MADRID: Amid the ongoing Russia-Ukraine conflict, US President Joe Biden on Thursday (local time) said that the decision of Sweden and Finland to join the North Atlantic Treaty Organization (NATO) would enhance the collective strength of the alliance and make it stronger and more secure.
Taking to Twitter, Biden said, "The NATO Alliance is proud to invite Finland and Sweden to become members. Their decision to join this Alliance is going to make us stronger and more secure - it will bolster the steps we're taking during this summit to enhance our collective strength."
As the NATO summit began in Madrid amid the raging conflict in Ukraine, Biden, addressing the summit alongside NATO secretary-general Jens Stoltenberg, declared new troop movements, equipment shipments, and military installations.
"The United States and our allies are stepping up and proving that NATO is needed now more than ever, and is as important as it ever has been," Biden was quoted as saying by CNN. Biden also said the US plans to establish a permanent headquarters for the Fifth Army Corps in Poland and maintain an additional rotational brigade of 3,000 troops in Romania.
Besides this, Washington will also enhance rotational deployments to the Baltic States, send additional F-35 fighter jet squadrons to the UK, and station additional air defence and other capabilities in Germany and Italy.
"Together with our allies, we are going to make sure that NATO is ready to meet threats from all directions across every domain, land, air, and sea," Biden said, adding that the US is also going to enhance its rotational deployments in the Baltic states, as well as increase the number of destroyers based at the Rota naval base in Spain to six.
Biden has also announced Washington's plan to build up air defence capabilities in Germany and Italy. The NATO summit began in Madrid on Tuesday, allowing the western military alliance to show a joint front against Moscow, and start the process of Finland and Sweden's inclusion in the alliance.
This summit comes as Turkey lifted its veto over Finland and Sweden's bid to join NATO, ending a dispute that tested the unity of the alliance.
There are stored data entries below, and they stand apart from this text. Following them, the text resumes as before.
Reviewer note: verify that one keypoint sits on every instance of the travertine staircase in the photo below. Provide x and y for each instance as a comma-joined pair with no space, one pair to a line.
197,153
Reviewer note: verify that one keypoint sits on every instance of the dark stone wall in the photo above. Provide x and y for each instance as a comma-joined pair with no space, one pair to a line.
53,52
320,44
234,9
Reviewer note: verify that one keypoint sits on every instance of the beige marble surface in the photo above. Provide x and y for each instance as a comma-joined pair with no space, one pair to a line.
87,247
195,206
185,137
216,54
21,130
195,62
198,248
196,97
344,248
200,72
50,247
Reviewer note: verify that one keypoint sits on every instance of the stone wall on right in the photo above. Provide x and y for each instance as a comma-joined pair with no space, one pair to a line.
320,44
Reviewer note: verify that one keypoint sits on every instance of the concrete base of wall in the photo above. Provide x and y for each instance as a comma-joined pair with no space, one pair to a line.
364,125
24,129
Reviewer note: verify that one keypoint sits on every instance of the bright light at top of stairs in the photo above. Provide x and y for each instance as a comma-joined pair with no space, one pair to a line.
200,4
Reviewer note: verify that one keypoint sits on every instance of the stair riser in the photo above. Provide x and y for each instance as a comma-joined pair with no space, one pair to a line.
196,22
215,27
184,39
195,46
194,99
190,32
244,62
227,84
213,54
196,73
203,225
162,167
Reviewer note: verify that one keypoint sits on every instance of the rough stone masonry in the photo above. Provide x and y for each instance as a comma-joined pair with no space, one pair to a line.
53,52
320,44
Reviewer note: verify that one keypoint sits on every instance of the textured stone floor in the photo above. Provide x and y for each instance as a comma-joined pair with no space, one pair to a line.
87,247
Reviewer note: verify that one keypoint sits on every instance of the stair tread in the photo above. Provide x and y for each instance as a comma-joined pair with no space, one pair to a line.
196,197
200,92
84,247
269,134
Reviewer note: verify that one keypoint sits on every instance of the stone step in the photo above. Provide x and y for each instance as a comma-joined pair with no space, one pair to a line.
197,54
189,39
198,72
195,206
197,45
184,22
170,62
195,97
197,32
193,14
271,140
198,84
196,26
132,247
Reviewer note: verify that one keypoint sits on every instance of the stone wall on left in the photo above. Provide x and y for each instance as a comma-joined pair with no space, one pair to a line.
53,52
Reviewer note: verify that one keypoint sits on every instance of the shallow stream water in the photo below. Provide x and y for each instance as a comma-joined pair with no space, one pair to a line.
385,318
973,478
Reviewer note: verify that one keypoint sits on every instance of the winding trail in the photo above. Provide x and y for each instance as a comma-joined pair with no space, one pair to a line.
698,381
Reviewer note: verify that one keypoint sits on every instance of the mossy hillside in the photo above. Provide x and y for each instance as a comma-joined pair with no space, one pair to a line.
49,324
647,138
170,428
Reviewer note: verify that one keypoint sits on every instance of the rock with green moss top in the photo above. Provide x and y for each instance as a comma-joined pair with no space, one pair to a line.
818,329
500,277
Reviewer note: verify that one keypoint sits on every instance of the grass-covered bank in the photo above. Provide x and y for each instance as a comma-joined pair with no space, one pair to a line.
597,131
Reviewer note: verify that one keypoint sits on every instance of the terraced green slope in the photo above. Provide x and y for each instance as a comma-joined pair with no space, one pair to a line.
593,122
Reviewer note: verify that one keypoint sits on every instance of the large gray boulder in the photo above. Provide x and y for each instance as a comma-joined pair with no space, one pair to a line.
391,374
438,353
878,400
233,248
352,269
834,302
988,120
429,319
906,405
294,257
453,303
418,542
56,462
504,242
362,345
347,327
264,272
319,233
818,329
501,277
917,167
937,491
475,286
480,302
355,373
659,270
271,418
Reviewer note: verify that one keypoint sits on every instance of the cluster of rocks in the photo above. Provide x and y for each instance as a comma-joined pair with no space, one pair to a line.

This deal signals a significant shift in security dynamics in Europe as the Nordic countries abandon their decades-long neutrality to enter the military alliance.
Finnish President Sauli Niinisto on Tuesday said that Turkey has agreed to support Finland and Sweden's NATO membership bids, removing the main hurdle to the two countries joining the alliance.
Niintso said that a joint memorandum on the matter was signed by Turkey, Finland, and Sweden in Madrid. The joint memorandum underscores the commitment of Finland, Sweden, and Turkey "to extend their full support against threats to each other's security," Niinisto said.
Stoltenberg said he is "confident" that Finland and Sweden will be able to successfully join NATO after the signing of the trilateral memorandum of understanding. The ongoing NATO summit in Madrid has already become one of the most consequential meetings in the history of the military alliance.